On 2012-07-12, at 11:13 AM, Peter Murray-Rust wrote:

I am not against green OA - I am arguing that the OA community should unite and 
take decisive action.

Comment: I agree and disagree. May I suggest that the OA community should work 
in tandem with mutual respect rather than attempting to unite? There is no 
one-size-fits all. Here are some reasons.

I would argue that it is the communities of scholars, publishers, and 
librarians, working both separately and together, that need to take action. 
Physics has provided us with one model, first with arXiv and now with SCOAP3. 
Medicine has given us another, with the PubMedCentral International initiative. 
Economics has RePEC, an interesting initiative that builds on institutional 
repositories to build a discipline-focused service. Timothy Gowers and 
colleagues are leading the way in the field of mathematics. 

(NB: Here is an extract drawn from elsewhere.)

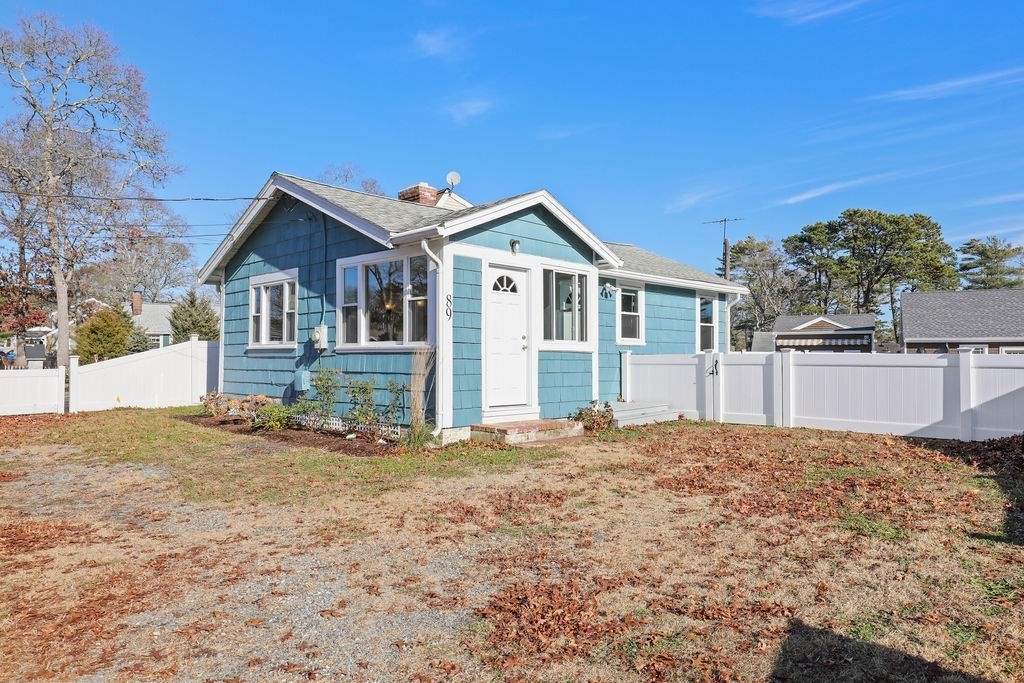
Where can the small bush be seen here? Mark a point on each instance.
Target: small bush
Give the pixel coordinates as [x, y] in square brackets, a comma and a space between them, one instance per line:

In Canada, librarians and publishers have come together in the Synergies 
project which has helped many scholarly journals to develop an online presence 
and made open access an easier choice.  In Canada and many other countries, 
academic publishing is not a profitable venture, and so scholarly journals have 
been subsidized by the government. I think it was Leslie Chan & Jean-Claude 
Guedon who helped the funder, SSHRC, develop an Aid to Open Access Journals 
program. Latin American countries are somewhat similar in this respect 
(scholarly publishing is not about the profits); I would argue that this is one 
of the reasons why this region has been able to go straight for gold. The 
situation is very different where the for-profit companies are at home and have 
more ability to lobby effectively, such as the UK and the US. Here, it is 
probably necessary to start with green. 

Strong open access policies are important - as Harnad pointed out, these need 
to be green, involve immediate deposit even if access is delayed, and 
accomodate the "almost-OA" researcher-mediated sharing. We should continue to 
push on these lines. However, I would also argue that ultimately what needs to 
happen is a careful, thoughtful transition of revenue from toll to open access. 
The Compact on Open Access Publishing Equity is doing good work in this area 
and is worthy of support.

There are so many open access initiatives today that are worthy of support I 
can only apologize for the many that I am omitting.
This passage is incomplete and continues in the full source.